Saturday, November 26, 2005

A Genetic and Cultural Odyssey   posted by Razib @ 11/26/2005 01:21:00 PM

As promised, I did read A Genetic and Cultural Odyssey, the biography of human geneticist L. L. Cavalli-Sforza. I have to say that it was a very uneven work, but neither of the two authors are writers by profession (an anthropologist and geneticist). The main thing I took away from the book was that I will be curious to check out Cultural Transmission and Evolution,1 which is a theoretical work that attempts to transpose the models of population genetics into a cultural framework, and Bryan Sykes is a grand-standing ass. Since there are other data points in regards to Sykes, I am prompted to believe Cavalli-Sforza's side of the story.2

There are short sketches of Cavalli-Sforza's early work in bacterial genetics that might surprise some (I was aware of this from reading I'd done on R.A. Fisher), but there seemed to be a disproportionate focus on his work in relation to anthropologists. In particular, his somewhat scientific-reductionistic attitude toward the discipline, in contrast with the zeitgeist of the field within the past generation which has focused on criticism and contextualization, almost to the neglect of model building or positive assertion. Of course, the race-does-not-exist chapters are somewhat hilarious in their attempt to dance around semantically. A key issue might be that race-does-not-exist in the way that it is conceived of colloquially, idealized discrete types, but it does exist as predictable lumps within the soup of clinal variation. Sometimes the authors make embarrassing statments, for instance, "Pygmies are short because of the wet tropical climate." The adaptive story is probably a lot more subtle than that. This is also pretty egregious in light of their emphasis on the neutral portion of the genome, as opposed to functionally relevant loci. Some of the unevenness might have been due to the fact that the two authors wrote alternating chapters, but that's an explanation, not an excuse.

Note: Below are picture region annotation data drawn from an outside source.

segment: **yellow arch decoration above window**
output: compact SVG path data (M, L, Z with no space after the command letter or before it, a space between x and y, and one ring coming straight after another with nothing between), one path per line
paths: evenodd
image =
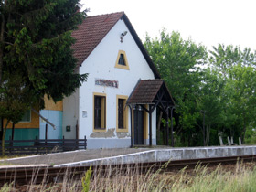
M117 59L116 59L114 67L123 69L126 69L126 70L130 69L125 51L123 51L123 50L118 51L118 55L117 55Z

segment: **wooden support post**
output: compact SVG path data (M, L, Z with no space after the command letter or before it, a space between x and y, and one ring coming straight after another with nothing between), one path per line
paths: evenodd
M130 120L131 120L131 148L133 147L133 108L129 105L130 108Z
M231 145L231 142L230 142L230 139L229 139L229 137L228 136L228 144L229 144L229 146L230 146Z
M149 105L149 145L152 146L152 112Z
M172 106L171 109L171 140L172 140L172 147L175 146L175 140L174 140L174 123L173 123L173 110L175 106Z
M223 141L222 141L222 137L221 136L219 136L219 144L220 144L220 146L223 146L224 144L223 144Z
M46 135L45 140L48 140L48 123L46 123Z
M166 146L169 145L169 109L166 110Z
M15 139L15 123L13 123L13 128L12 128L12 140Z

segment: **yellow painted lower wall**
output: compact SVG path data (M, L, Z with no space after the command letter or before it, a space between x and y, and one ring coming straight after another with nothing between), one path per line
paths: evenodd
M38 108L36 108L38 112ZM7 121L4 120L4 127L5 126ZM12 128L13 123L9 123L7 128ZM16 128L39 128L39 116L31 111L31 122L27 123L18 123L15 125Z

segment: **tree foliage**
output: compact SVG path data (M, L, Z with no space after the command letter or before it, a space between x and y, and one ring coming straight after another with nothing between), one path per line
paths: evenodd
M144 46L174 95L178 114L176 116L176 133L180 133L182 143L191 144L190 135L197 132L196 125L200 115L196 93L202 78L199 65L206 62L206 48L190 39L182 39L178 32L166 34L165 29L160 39L147 37Z
M60 101L86 80L75 73L70 48L71 31L86 16L80 8L79 0L0 2L0 117L13 121L8 114L35 101L43 108L44 95Z
M216 145L219 135L244 141L247 130L255 130L256 57L250 48L219 44L207 51L165 29L159 39L147 36L144 46L176 101L176 145Z

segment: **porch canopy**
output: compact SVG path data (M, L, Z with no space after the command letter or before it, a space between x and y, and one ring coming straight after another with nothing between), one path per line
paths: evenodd
M169 110L172 111L175 107L175 102L169 92L164 80L139 80L129 96L126 104L130 107L131 117L132 108L140 106L144 111L149 114L149 145L152 145L152 112L158 107L164 113L166 114L166 141L169 140L169 125L168 117ZM148 105L148 109L144 106ZM133 120L131 118L131 146L133 146ZM173 145L173 130L171 130L172 145ZM166 143L168 145L168 142Z

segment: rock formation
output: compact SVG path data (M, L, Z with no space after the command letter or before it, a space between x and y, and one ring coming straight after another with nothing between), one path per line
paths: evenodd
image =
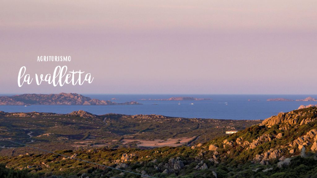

Of course, how much can you compress into ~200 pages? The major problem is that I'm not sure the authors knew what they wanted the book to be, the mathematical footnotes were interesting, but anyone who would take an interest in such details would almost certainly wince at the superficiality of the prose used to impart the concepts.

Addendum: One good thing about this bio though is that it shows how much Cavalli-Sforza's life intersected with other prominent biologists, Joshua Lederberg, R.A. Fisher and Anthony Edwards. Also, Lynn Jorde has reviewed the book, similar general impression from what I can gather.

1 - What utility do mathematical models have in discussing something as amorphous and intractable as culture? The reality is that mathematics can often clarify exactly what you are trying to get at, so the upside might be precision in communication more than a utility in regards to predictive value (that is, predictions made from the models might be trivially obvious).

2 - Why do I link to The Seven Daughters of Eve? First, it is copiously cited in the semi-popular literature. Second, if you take it for what it is (rather than what Sykes tries to claim it), I think it is a decent survey of the H. sapiens mtDNA literature circa 2000.